How a train station in Ebensee became a bird’s nest

How a train station in Ebensee became a bird’s nest

Katharina Lackner conceived the exhibition “Vogelfrei”.

Anyone waiting for the train in Ebensee has to ask themselves difficult questions. At least from Thursday to Monday between 10 a.m. and 3 p.m. “What do I really need?” or “What is enough?” the childish voices from the loudspeakers want to know. A drink in the “Gasthaus zum flatternden Aufbruch”, which opened on June 22 at the Landungsplatz stop, will not help you think about it.

Because there is only one thing there: birds. Big, small, colorful, gray, fat, thin, stuffed and those that are not necessarily immediately recognizable as birds. FFP2 masks suddenly give you wings or an empty bottle becomes a more or less elegant body. “Everything is possible, nothing is necessary” is the motto. Outlaws, in other words.

That’s the name of the Capital of Culture project that has been turning hundreds of children, both big and small, into artists for more than two weeks.
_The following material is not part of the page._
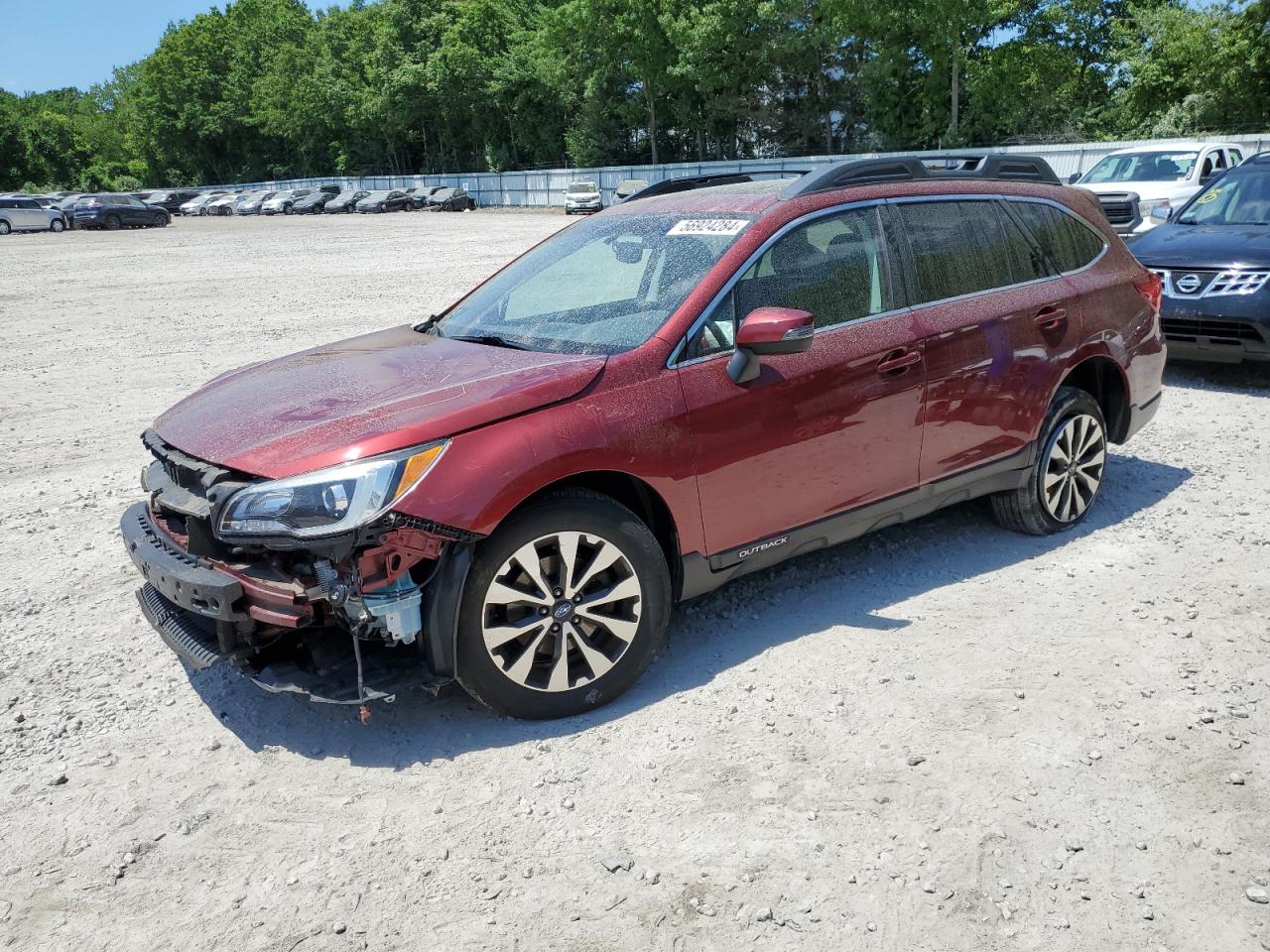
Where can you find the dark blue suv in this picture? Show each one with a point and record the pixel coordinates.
(1213, 255)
The idea came from Gerda Steiner and Jörg Lenzlinger, and was born out of the tradition of bird-catching. The interactive exhibition was designed by Julia Stoff and Katharina Lackner, specifically for children. “They are the experts in imagination,” says Lackner, who supports the little artists but deliberately refrains from giving instructions or assessments. “We want to convey self-determination, because that is very rare anyway. The children should be happy with their work. No matter what the end result is,” she says.

Anything can become a bird

And with the large selection of materials, anything can come out of it. “But we always tell them to take what they need and not what they want,” says Lackner. A cotton ball becomes a sparrow, a plastic bottle becomes a pterosaur. The children work for up to an hour and a half on one figure, which then sits in the nest they have made with hundreds of others. And there are also hidden messages among all the birds. “Let the birds fly freely,” one little artist wrote on a piece of paper, “no small cages,” another wrote.

That was a coincidence, but somehow it still fits into the concept. “Free from birds” is a double meaning. “We are of course also concerned about biodiversity. Because if we as a society carry on like this, the earth will soon be free of birds,” says Lackner. Nobody knows what the train station will look like by the end of the installation on September 8th. In any case, there is still enough space. “Those who come to us don’t necessarily have to do any crafting. They can just watch. Although we have learned from experience that we adults sometimes have to slow down so that the children have enough space to implement their ideas,” says Lackner.

On September 13th and 14th, you will have the opportunity to collect the birds you have made. Those that have been borrowed (such as a swan from Linz, the Capital of Culture in 2009) will also be returned to their owners. Until then, however, the birds are free.